Zach Eflin. So hot right now. Just a total masterpiece turned in by this guy last night against a sneaky competent Kansas City lineup that entered the game right in the middle of the pack in terms of runs scored, slugging-percentage, and OPS. It’s hard to watch such an efficient and aggressive performance like this one and not get excited, or maybe even a little carried away.
Is this for real? Is Zach Eflin a potential all-star?
He faced only four hitters over the minimum, dominating Royals hitters on his way to earning a second complete game in his last three starts. He used a heavy fastball and sinker to generate 16 outs via ground balls, including two double plays, while also striking out seven. Among those strikeouts was this one of Hunter Dozier that served as an exclamation point on Eflin’s night:
What we’re seeing right now from the 25-year-old right-hander is impressive, but his recent run is not without precedent. From June 5 through July 3 of last season, Eflin pitched to a 1.91 ERA and 0.93 WHIP, while holding opponents to a .213 BAA and .556 OPS over six starts. He was one of the NL’s best starting pitchers in several major statistical categories such as WHIP, ERA, OPP SLG%, FIP, and wOBA allowed during that time frame. He was simply phenomenal…and then he wasn’t.
Eflin followed that torrid six-game stretch by allowing a 5.53 ERA, .293 BAA, 1.49 WHIP and .854 OPS over his next eight starts. According to FanGraphs, his hard-hit% jumped from 19.2% over that six-game stretch I referenced to 35.2% over the following eight starts, which why this recent run, as it encouraging as it has been, needs to be accompanied with some caution.
Check out Eflin’s numbers over his last three starts: 25 IP, 0.72 ERA, .179 BAA, 0.68 WHIP, and a .442 OPS allowed to opposing hitters.
That’s outstanding. Forget that the three starts have come against the Marlins, a depleted Nationals lineup, and the Royals. Dominance is dominance, and this stretch is noteworthy, regardless of competition. That said, if you’re expecting this show to become the new norm, well, don’t. Simply put, no pitcher can sustain this type of production and to expect such of him would be wildly unfair. The real task for Eflin should be avoiding the swift and steep regression he experienced last season. Can he? Time will tell, but what we know right now is that Eflin has been elite in a few specific ways this season, and it’s not unrealistic to think he can keep it up.
FanGraphs has his 27.9% hard-hit percentage as the sixth-lowest among MLB starting pitchers this season, a big reason he’s been successful despite a relatively low 6.71 K/9. He’s also not walking opposing batters. His 1.24 BB/9 is the second-lowest among all starters. Those numbers are reason for optimism. Yes, teams will put the ball in play against him, but by limiting free passes and generating consistently weak to medium contact, there’s reason to believe Eflin can remain reasonably successful moving forward.
Of course, there’s some reason for pause, too.

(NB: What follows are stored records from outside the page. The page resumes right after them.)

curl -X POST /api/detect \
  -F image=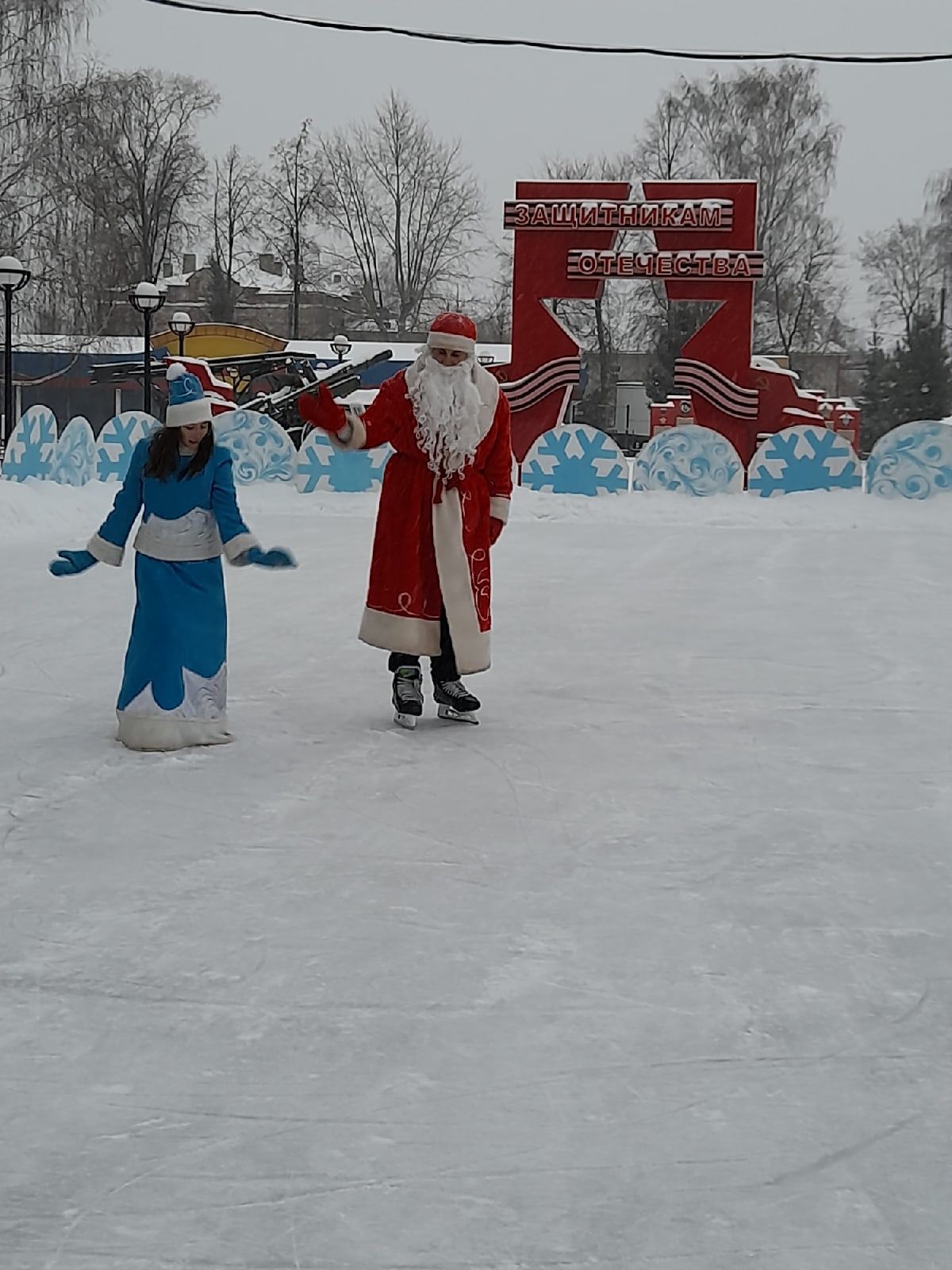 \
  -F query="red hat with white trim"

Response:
[427,314,476,356]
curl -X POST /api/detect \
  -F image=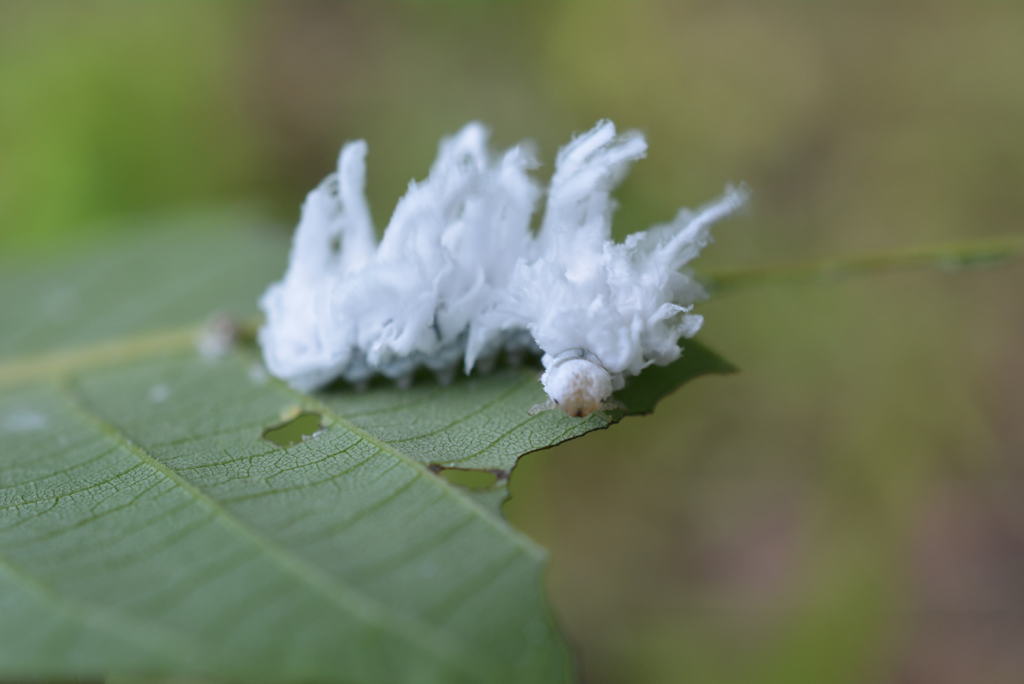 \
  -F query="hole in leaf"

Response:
[428,463,509,491]
[263,411,324,446]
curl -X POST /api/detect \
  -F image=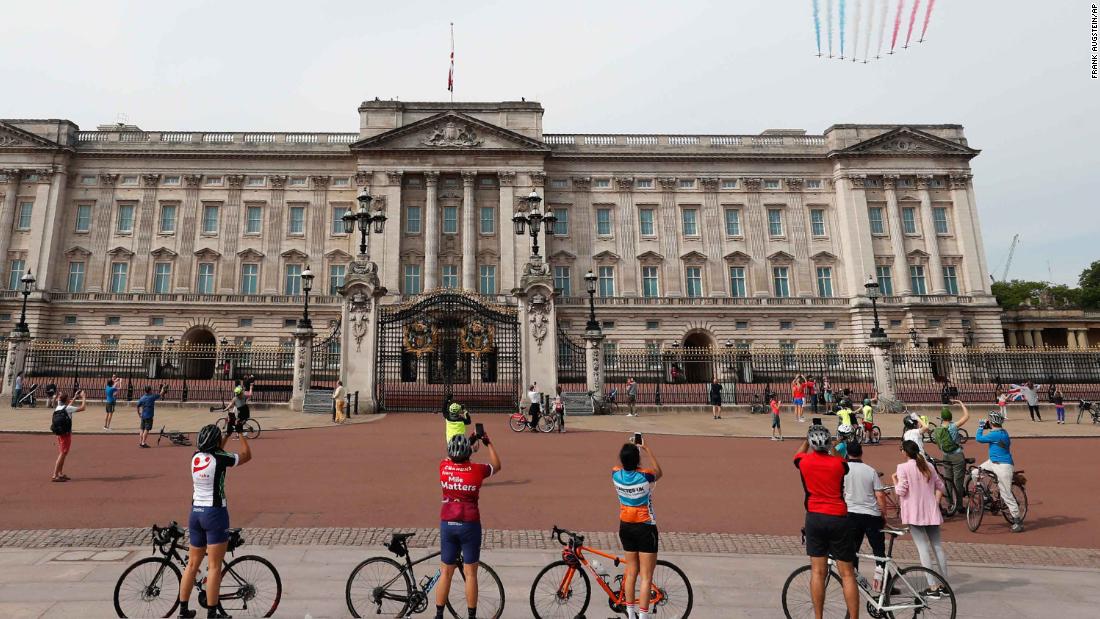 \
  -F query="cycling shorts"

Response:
[187,506,229,548]
[439,520,481,565]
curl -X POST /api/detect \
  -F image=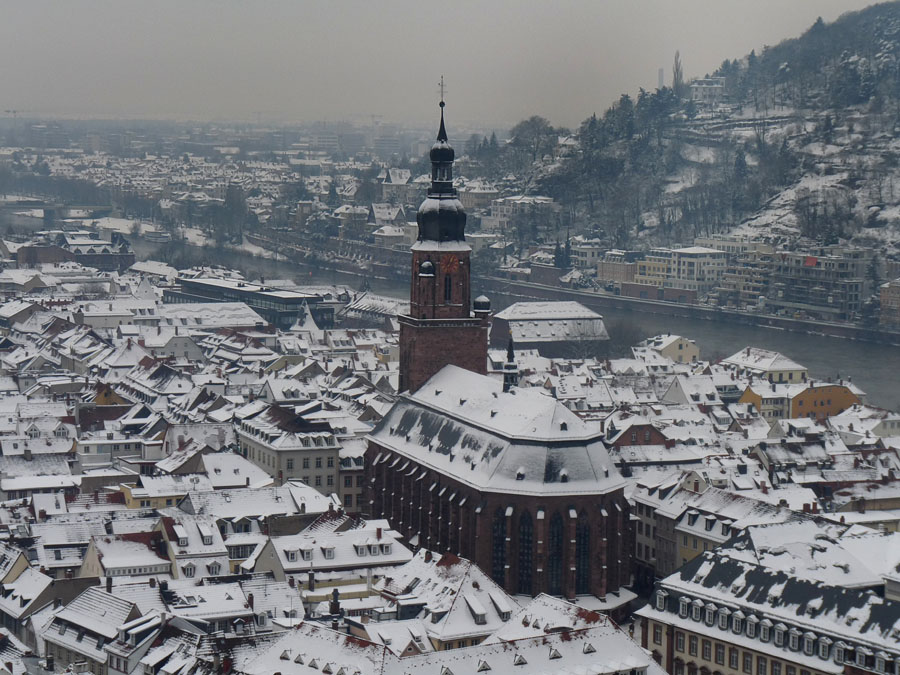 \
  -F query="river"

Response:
[0,214,900,410]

The .259 BABIP he has allowed to this point is the NL’s 12th lowest, and his 86% left on base percentage is the seventh-best among MLB starting pitchers. Yeah, that can be partly explained by saying he makes his best pitches when he needs to, but luck is often an element often attributed to both BABIP and LOB%. Say that LOB% dips to even 75%, which is still very good, and that’s going to have the potential to create a marked negative impact in his numbers, as would an uptick in opponents BABIP.
Speaking of luck, this brings us to FIP, a metric that attempts to remove luck and BABIP from the equation. It has been an oft-criticized metric around these parts in recent seasons (what’s up, Tommy Hunter?), but one the Phillies baseball people definitely give some consideration. Eflin’s 3.92 FIP is stellar but also considerably lower than his 2.47 ERA. Generally, such a gap is a sign of future regression –but not always. It’s true that FIP generally reflects more kindly for strikeout pitchers, which Eflin is not. At the same time, it also reflects more favorably for pitchers who limit walks, which Eflin does, and so while I don’t obsess over this particular metric even when there’s a notable disparity in actual versus expected run prevention, it’s worth mentioning because there have been previous stretches in Eflin’s career when his results have far outweighed the expectations, only to see things later balance out.
I guess what I’m saying is this: Eflin has been outstanding and has a chance to continue to make competitive starts for the Phillies in the coming months. If you’re a Phillies fan, you should feel good about having a quality arm in the middle of this rotation that’s going to give this team a chance to win on most nights. Do that without expecting this absolute stretch of dominance to continue, and you should be just fine.